Nairobi began taking out bigger and bigger loans in the early 2000s to cover the costs of infrastructure projects, including roads, railways, dams and rural electrification. The cost of servicing that debt soared as interest rates grew with the set of new loans. Debt service cost Kenya’s government over 600 billion shillings ($4.65 billion) by the end of 2023.
This indebtedness was exacerbated by growing worldwide instability, including Moscow’s invasion of Ukraine, the unfolding effects of Hamas’ murderous pogrom against Jews in Israel, the COVID pandemic and more. Interest payments now eat up 27% of Kenya’s tax revenue.
Unpayable debt
More than half the people in Africa live in countries whose governments spend more on interest payments than they do on health or education.
As images flashed on TV screens worldwide showing wounded people sprawled on Nairobi’s streets, Ruto reversed course June 26, saying he would instead look at imposing austerity by trimming government spending — from wages to social services — as demanded by the IMF.
The demonstrations continue, with protesters outraged by the police violence and demanding Ruto resign. Since taking office in 2022, his administration has increased taxes, scrapped subsidies and raised electrical rates. Deep anger remains over the steep rise in living costs, widespread corruption and lack of jobs.

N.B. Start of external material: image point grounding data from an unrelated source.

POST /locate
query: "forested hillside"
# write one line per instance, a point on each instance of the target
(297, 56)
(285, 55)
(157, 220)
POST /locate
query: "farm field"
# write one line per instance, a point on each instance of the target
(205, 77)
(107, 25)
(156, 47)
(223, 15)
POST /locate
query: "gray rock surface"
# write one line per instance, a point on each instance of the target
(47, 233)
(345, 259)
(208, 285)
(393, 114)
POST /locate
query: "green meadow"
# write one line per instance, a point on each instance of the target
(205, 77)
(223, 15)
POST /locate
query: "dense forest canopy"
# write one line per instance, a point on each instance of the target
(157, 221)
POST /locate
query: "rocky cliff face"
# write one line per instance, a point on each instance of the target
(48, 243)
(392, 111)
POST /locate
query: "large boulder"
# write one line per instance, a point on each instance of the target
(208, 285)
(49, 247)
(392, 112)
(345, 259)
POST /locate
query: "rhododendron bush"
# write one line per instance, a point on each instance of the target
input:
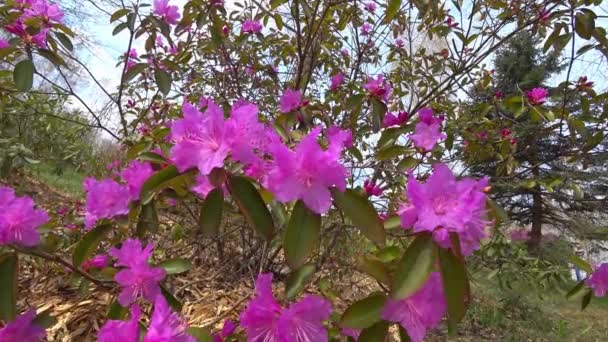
(298, 117)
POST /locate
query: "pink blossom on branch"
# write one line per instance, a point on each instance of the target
(537, 96)
(421, 311)
(170, 14)
(306, 173)
(445, 205)
(428, 131)
(251, 26)
(135, 175)
(265, 320)
(19, 219)
(105, 199)
(22, 329)
(201, 140)
(598, 281)
(138, 278)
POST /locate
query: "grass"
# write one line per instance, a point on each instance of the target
(66, 180)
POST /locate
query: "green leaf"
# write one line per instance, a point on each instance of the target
(163, 80)
(23, 75)
(584, 24)
(200, 334)
(375, 333)
(89, 243)
(414, 267)
(176, 265)
(156, 183)
(364, 313)
(119, 14)
(379, 109)
(455, 283)
(8, 286)
(581, 264)
(392, 9)
(210, 217)
(148, 220)
(252, 206)
(374, 268)
(298, 279)
(361, 212)
(301, 235)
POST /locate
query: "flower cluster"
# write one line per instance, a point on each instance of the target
(445, 205)
(137, 278)
(428, 131)
(165, 325)
(19, 219)
(30, 13)
(265, 320)
(598, 281)
(23, 329)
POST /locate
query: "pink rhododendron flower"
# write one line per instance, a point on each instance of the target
(19, 219)
(370, 6)
(537, 96)
(227, 330)
(306, 173)
(135, 175)
(121, 331)
(98, 261)
(366, 29)
(291, 100)
(445, 205)
(378, 87)
(138, 278)
(170, 14)
(166, 325)
(336, 81)
(428, 131)
(391, 119)
(22, 329)
(371, 188)
(598, 281)
(265, 320)
(48, 12)
(201, 140)
(105, 199)
(251, 26)
(421, 311)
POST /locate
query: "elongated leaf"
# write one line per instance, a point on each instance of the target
(176, 266)
(392, 9)
(8, 286)
(155, 183)
(361, 212)
(414, 267)
(148, 220)
(23, 75)
(210, 217)
(298, 279)
(163, 80)
(364, 313)
(252, 206)
(375, 333)
(582, 264)
(302, 235)
(89, 243)
(455, 284)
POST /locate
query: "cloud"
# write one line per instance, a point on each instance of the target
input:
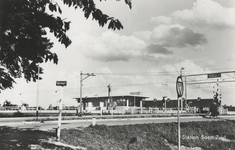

Washington claims to be “shocked” and “deeply concerned” by the brutality of Kenya’s police. Only a month before the shootings in Nairobi, President Joseph Biden feted Ruto at a lavish White House state dinner attended by top government officials and former U.S. Presidents William Clinton and Barack Obama.
The U.S. rulers looked to Ruto’s forces to help in their efforts to tamp down lawlessness and crisis conditions in Haiti. On June 24 the first contingent of 400 Kenyan police officers arrived there on a “security mission” largely financed by Washington. Biden designated Kenya a “major non-NATO ally of the U.S.,” with plans to expand joint security operations and increase Kenya’s access to U.S. weapons.
In the 1980s Fidel Castro, the leader of the Cuban Revolution, spoke out against the foreign debt saddling the people of the neo-colonial world. “The amount wrenched away from our peoples in just the last few decades through unequal terms of trade, high interest rates, protectionism, dumping, monetary manipulations, and the flight of capital is much greater than the total amount of the debt,” he said in 1985.
“The riches and well-being of which we have been deprived through the imposition of economic dependence and underdevelopment cannot even be estimated, let along measured. It is our peoples who, by right, are the creditors of the rich and industrialized Western world, both morally and materially.”